Submitted by Paula on
Great article and thanks for posting. One more part of the equation- sustained capacity-building and training. Otpor received a considerable amount of funding from USAID which supported their training of activists, some of which is discussed in the PBS documentary "Bringing Down a Dictator" about the fall of Milosevic. Now Otpor is passing their lessons learned onto others.

Submitted by s masty on
not being 500+ years old yet, i had to rely on second- or third-hand information on the political impact of Gutenberg's printing press. Fascinating to see how modern technology spreads across the public sphere.
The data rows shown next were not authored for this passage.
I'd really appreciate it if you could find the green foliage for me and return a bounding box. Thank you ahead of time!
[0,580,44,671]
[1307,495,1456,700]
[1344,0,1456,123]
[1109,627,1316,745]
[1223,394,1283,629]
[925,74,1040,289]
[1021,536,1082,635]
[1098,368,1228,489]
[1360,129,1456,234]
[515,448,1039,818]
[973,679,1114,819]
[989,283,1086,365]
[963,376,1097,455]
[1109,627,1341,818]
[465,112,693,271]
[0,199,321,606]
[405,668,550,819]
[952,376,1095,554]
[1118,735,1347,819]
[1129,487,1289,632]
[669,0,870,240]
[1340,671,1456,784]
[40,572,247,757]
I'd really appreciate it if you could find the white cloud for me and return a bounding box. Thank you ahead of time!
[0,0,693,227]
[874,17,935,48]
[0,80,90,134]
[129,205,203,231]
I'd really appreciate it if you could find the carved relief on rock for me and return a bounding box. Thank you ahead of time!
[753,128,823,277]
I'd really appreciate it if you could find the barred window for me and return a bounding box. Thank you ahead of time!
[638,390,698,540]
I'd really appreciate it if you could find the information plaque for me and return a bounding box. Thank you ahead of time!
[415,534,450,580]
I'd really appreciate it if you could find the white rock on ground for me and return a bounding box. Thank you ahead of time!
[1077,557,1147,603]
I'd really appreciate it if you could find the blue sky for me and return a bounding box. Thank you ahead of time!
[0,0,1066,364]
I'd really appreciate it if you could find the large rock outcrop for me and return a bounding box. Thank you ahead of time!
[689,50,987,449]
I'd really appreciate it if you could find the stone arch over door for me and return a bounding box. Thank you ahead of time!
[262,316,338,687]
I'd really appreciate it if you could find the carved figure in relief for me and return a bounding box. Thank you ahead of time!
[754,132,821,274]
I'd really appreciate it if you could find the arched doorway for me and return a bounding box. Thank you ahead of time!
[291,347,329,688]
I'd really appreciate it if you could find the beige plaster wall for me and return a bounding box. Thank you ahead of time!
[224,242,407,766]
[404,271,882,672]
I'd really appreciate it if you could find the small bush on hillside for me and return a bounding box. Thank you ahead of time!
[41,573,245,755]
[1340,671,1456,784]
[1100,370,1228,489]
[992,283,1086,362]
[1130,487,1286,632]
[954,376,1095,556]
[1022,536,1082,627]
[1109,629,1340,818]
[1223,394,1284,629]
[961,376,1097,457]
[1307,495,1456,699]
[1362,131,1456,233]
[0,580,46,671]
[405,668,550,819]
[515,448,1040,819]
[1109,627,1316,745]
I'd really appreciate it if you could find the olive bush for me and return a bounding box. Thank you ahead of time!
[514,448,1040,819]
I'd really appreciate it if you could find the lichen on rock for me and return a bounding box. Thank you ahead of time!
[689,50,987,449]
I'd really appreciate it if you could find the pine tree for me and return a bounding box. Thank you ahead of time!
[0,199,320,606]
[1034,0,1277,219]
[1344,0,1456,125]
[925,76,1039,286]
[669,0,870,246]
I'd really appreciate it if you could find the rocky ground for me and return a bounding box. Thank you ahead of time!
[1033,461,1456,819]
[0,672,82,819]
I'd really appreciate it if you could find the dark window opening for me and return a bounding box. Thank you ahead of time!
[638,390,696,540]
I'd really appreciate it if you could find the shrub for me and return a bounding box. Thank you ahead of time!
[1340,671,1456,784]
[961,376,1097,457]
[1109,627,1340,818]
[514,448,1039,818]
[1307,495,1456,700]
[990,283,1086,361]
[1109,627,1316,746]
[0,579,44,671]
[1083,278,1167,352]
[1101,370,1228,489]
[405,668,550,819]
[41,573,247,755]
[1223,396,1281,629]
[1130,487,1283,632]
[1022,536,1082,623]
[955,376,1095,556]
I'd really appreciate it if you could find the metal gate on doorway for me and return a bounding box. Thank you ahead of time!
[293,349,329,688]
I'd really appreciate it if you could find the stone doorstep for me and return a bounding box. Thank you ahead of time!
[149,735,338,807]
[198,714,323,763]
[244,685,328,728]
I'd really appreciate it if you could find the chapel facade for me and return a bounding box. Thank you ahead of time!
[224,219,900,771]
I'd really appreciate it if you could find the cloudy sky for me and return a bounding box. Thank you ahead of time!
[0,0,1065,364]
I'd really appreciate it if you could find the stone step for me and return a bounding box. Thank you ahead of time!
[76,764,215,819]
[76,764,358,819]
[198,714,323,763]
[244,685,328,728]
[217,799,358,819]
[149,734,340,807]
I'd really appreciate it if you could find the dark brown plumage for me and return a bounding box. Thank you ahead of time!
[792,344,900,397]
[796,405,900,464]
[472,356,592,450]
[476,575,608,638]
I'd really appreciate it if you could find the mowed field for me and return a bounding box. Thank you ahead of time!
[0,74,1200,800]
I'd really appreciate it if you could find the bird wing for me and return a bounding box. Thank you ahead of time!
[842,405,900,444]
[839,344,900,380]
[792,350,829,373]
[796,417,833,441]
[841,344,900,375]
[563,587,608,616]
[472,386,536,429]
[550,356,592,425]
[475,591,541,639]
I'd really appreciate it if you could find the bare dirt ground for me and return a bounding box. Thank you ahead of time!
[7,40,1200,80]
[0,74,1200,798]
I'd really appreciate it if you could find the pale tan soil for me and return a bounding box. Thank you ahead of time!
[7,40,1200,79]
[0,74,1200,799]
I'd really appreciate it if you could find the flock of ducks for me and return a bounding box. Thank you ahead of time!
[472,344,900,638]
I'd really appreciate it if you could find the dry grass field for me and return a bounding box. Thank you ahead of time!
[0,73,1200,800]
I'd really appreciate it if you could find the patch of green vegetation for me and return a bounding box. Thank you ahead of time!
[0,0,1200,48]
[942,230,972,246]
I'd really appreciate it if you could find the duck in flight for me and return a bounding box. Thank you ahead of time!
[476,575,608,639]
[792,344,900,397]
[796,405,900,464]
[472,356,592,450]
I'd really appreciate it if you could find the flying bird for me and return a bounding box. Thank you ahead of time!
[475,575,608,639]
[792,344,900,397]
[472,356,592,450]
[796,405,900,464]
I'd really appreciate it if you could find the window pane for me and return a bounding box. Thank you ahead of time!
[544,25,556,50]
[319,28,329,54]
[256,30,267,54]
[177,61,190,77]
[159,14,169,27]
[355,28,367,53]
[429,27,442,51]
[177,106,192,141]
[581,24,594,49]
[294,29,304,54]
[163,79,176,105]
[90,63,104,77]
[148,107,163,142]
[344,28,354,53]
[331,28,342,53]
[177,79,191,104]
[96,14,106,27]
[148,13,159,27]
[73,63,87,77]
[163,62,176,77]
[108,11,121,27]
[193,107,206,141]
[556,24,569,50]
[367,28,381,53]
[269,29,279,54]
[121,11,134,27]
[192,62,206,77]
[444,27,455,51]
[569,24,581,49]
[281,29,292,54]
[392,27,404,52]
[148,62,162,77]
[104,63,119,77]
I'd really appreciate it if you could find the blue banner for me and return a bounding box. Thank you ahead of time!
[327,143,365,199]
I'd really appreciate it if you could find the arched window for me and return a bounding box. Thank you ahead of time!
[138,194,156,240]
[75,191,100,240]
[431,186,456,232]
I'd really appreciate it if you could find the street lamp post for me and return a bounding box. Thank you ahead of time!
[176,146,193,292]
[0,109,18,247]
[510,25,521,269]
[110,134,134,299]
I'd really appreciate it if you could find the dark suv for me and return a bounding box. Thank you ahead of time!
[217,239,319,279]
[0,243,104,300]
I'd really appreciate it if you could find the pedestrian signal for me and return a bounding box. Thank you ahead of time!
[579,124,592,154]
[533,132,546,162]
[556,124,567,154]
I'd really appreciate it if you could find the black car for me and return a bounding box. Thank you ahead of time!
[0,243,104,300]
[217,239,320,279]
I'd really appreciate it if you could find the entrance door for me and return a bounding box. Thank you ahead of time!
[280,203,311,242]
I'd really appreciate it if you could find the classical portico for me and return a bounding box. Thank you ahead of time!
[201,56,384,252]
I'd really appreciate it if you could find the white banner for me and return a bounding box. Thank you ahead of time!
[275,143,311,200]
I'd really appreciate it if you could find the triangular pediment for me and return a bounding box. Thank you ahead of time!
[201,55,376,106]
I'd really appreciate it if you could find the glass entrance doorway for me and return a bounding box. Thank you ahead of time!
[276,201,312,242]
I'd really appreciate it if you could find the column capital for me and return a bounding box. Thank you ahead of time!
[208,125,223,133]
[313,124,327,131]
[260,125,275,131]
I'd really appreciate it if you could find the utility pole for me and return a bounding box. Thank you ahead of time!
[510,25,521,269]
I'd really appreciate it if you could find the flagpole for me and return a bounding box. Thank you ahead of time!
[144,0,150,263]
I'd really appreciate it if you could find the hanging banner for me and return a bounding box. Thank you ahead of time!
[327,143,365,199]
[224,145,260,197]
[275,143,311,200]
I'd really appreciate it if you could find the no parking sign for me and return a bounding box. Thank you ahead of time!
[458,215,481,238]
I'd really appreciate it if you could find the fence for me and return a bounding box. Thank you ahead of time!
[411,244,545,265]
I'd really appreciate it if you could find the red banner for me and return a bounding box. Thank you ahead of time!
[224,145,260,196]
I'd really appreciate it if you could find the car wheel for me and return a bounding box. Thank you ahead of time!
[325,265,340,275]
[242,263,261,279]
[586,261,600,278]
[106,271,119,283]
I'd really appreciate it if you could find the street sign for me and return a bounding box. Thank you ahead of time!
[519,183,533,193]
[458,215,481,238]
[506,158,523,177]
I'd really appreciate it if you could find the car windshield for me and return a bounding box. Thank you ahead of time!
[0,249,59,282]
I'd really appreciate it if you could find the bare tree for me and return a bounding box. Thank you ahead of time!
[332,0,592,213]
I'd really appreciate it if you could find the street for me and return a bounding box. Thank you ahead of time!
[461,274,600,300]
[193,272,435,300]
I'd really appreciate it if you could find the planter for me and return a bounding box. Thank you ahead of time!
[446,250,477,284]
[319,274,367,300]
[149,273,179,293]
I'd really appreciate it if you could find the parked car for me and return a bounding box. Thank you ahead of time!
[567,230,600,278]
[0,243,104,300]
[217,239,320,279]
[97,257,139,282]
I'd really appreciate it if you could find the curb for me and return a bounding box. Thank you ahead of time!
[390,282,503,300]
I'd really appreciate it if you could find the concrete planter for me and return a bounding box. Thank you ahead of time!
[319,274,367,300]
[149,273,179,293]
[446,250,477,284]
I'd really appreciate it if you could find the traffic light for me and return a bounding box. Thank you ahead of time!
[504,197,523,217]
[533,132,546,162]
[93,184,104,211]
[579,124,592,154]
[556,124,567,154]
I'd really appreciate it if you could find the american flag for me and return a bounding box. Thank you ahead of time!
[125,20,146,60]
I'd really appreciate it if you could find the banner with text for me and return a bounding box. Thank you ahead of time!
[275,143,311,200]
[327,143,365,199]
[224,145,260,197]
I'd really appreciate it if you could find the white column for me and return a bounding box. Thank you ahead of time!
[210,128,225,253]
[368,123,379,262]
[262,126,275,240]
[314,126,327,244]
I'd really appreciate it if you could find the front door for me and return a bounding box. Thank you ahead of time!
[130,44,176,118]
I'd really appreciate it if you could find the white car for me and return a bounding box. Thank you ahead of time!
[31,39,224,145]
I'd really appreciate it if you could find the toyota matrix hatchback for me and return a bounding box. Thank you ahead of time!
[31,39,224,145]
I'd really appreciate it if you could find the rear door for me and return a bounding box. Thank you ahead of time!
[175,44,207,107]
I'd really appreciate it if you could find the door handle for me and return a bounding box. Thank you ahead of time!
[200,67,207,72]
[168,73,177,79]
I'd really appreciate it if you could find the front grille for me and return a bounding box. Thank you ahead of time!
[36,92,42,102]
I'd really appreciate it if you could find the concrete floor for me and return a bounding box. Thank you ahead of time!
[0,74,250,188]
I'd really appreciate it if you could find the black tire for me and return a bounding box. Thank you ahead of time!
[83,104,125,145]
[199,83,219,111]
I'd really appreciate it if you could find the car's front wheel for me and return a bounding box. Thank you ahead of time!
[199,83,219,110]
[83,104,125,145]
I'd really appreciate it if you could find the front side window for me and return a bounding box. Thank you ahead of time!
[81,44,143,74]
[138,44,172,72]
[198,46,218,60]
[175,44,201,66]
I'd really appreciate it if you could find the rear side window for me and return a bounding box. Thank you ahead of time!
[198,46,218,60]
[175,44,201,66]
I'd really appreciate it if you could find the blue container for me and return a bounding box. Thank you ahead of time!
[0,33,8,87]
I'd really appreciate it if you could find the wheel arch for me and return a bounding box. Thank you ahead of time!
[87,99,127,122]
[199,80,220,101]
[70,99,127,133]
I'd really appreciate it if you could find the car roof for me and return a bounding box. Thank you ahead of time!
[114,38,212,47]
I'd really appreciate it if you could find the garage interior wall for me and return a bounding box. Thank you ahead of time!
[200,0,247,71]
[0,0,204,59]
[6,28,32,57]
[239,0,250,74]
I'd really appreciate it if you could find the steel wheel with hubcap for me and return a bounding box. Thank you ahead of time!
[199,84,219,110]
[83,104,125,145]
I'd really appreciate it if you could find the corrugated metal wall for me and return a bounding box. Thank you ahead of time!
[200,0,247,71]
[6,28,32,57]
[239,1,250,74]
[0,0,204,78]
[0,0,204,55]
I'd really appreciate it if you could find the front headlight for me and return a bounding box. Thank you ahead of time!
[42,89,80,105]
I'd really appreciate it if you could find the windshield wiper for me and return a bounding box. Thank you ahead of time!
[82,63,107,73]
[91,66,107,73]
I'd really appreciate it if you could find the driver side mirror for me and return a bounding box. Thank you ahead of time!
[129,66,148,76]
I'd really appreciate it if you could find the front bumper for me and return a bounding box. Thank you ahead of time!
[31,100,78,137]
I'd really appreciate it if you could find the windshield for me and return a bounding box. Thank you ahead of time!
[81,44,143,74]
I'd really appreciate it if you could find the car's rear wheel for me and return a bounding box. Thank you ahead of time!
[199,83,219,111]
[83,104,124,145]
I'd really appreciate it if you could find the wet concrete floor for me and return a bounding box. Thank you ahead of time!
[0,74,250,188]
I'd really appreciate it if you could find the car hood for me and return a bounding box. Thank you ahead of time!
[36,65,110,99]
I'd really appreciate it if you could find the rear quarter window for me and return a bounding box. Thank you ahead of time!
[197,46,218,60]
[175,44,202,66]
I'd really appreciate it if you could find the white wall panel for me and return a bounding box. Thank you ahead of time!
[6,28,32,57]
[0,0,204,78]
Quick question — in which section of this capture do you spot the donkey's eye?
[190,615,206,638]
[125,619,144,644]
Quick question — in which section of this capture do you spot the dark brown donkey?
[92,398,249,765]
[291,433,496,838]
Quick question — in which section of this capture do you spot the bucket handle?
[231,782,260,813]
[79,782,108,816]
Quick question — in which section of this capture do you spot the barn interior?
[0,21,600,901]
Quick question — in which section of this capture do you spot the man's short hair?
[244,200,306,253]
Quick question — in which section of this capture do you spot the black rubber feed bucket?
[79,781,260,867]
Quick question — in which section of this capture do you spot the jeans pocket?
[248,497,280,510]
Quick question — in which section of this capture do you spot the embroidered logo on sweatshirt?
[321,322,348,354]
Gone are the days that we were told that Africans ans Arabs are not yet ripe for democracy. Today the world is witnessing one of the great founding aspirations of the United Nations' founding fathers being realized, that is, the Enlargement of Freedom. Whether the world powers like it or not, whether the ruthless lootocrats in Africa like it or not; freedom and democracy are advancing at a speed unfathomed by any intellectual prophet. In Tunisia, Egypt, Yemen, Bahrain and now Libya young people have defied bullets and death from the hands of ruthless rulers in order to defeat tyranny. The one instrument that has led them to success is the courage to defeat fear. In most of these tyrannies most of which are in Sub-Saharan Africa, fear is institutionalized. Citizens are terrified each time they see a uniformed officer. Today, North African youths have taught us that one could without sticks and stones defeat armoured vehicles, the shooting of snippers and missile launchers. Youths in Sub-Saharan Africa must prepare themselves for the great liberation challenge that lies ahead of them. The tyrants they shall be confronting include: Paul Biya of Cameroon, Eduardo Dos Sanatos of Angola, Museveni of Uganda, Robert Mugabe of Zimbabwe, Gbagbo of Ivory Coast, Iddriss Debby of Tchad, the Bongo dynasty in Gabon, Theodoro Obing of Equatorial Guinea and Sassou Nguesso of Congo. These guys routinely organise and win all elections having corrupted the electoral process at all levels and at times openly stealing the vote with the support of the very powers that now shamelessly speak for democracy and freedom. Youths in Sub-Saharan Africa need training on how to network, organise non-violent mass actions and how to confront armed security services. Fear is the last enemy. While other scientiofic suggestions are welcome, the Bible in John 16:33 enjoins believers to overcome fear and confront life's problems because He/Christ has overcome the world. It is this eternal grace that has been leading the youths of North Africa and the Middle East to chart new grounds opf greater freedom. With faith in the Living God, let youths in Sub-Saharan Africa take the battle when the Holy Spirit shall signal the hour of liberation for this part of the world.